Interim Tory leader Ambrose says Clinton’s defeat not a rejection of women

By John Cotter, The Canadian Press

EDMONTON – Interim Conservative leader Rona Ambrose says Hillary Clinton’s defeat in the U.S. presidential election was not a rejection of women in politics.

Ambrose said her take on Donald Trump’s victory is that the Democrats lost touch with working people — a lesson that Prime Minister Justin Trudeau should heed.

“There is a message there and I don’t think the message is that people don’t want a woman in politics,” Ambrose said Thursday.
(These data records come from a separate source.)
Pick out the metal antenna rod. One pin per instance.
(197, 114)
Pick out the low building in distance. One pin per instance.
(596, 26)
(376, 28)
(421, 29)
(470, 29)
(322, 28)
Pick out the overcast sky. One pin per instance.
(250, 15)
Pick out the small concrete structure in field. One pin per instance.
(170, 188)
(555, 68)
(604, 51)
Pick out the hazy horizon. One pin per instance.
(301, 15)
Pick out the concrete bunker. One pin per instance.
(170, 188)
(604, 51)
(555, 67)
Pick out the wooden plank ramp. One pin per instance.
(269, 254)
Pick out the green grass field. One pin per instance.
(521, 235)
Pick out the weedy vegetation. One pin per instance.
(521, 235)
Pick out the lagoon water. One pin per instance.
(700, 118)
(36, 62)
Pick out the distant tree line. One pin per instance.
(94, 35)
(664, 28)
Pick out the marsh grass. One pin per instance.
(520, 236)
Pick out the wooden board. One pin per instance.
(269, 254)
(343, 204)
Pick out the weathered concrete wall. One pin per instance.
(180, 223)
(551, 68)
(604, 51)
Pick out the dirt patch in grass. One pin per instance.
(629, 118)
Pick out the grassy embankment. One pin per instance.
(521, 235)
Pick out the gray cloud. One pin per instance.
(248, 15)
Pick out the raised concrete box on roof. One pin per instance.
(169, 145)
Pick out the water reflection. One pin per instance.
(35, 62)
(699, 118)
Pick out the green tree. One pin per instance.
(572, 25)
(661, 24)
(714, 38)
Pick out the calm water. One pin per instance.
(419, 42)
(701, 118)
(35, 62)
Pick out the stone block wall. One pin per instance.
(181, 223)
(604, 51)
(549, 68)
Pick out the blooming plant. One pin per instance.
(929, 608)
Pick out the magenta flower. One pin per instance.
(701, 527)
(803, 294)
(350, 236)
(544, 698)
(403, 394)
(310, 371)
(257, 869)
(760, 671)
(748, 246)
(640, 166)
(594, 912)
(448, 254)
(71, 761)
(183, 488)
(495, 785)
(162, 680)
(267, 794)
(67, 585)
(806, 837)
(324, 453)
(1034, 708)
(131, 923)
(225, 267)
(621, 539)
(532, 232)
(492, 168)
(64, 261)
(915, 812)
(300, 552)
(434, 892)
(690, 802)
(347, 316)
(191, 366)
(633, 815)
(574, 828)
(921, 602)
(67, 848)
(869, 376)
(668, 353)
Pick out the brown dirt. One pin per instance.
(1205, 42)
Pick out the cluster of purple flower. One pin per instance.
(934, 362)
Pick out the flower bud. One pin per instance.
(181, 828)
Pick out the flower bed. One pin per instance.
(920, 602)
“I do think that it is a message for left-of-centre politicians who focus on large policies that are out of touch with regular working people. We saw that in the U.S. election. We saw that in Brexit,” she said.

“It is a message to Mr. Trudeau, who is more interested in impressing bureaucrats at the United Nations with his big policies that really are hurting working people. And the more out of touch you are with regular working people … the more you will be rejected.”

Ambrose made the remarks at a news conference she called to protest the Liberal government’s plan to move a federal immigration processing office and its 280 jobs to Edmonton from Vegreville, a rural town in eastern Alberta.

Her visit comes after the only two women candidates in the Alberta Progressive Conservative leadership race announced they were dropping out.

Calgary legislature member Sandra Jansen said she quit because of ongoing online harassment. She also said she was bullied at last weekend’s policy convention by another candidate’s volunteers over her support of women’s reproductive rights.

Ambrose said being hassled is part of the job for women in politics. The answer is to keep confronting it head on and hopefully it will go away.

“Listen, politics is a tough sport,” she said.

“Any woman who is in politics will tell you that they have experienced intimidation and harassment, but … when you are faced with that kind of situation, you have to call it out.

“That is what you do on a daily basis. You confront it. You name it. You deal with it. All of us do … so that those people that do the harassing and the intimidation and the bullying — particularly online — are seen for what they are, and that is important.”

Women from different political parties who are concerned about the harassment of Jansen were to hold a rally in Calgary on Thursday afternoon.

Nirmala Naidoo, who ran for the federal Liberals in the last election, said the bullying of women in politics cannot be tolerated.

“We need women in politics and it’s hard enough to convince good women to run, she said. “The last thing we need is the bullying of brave women into dropping out of races.”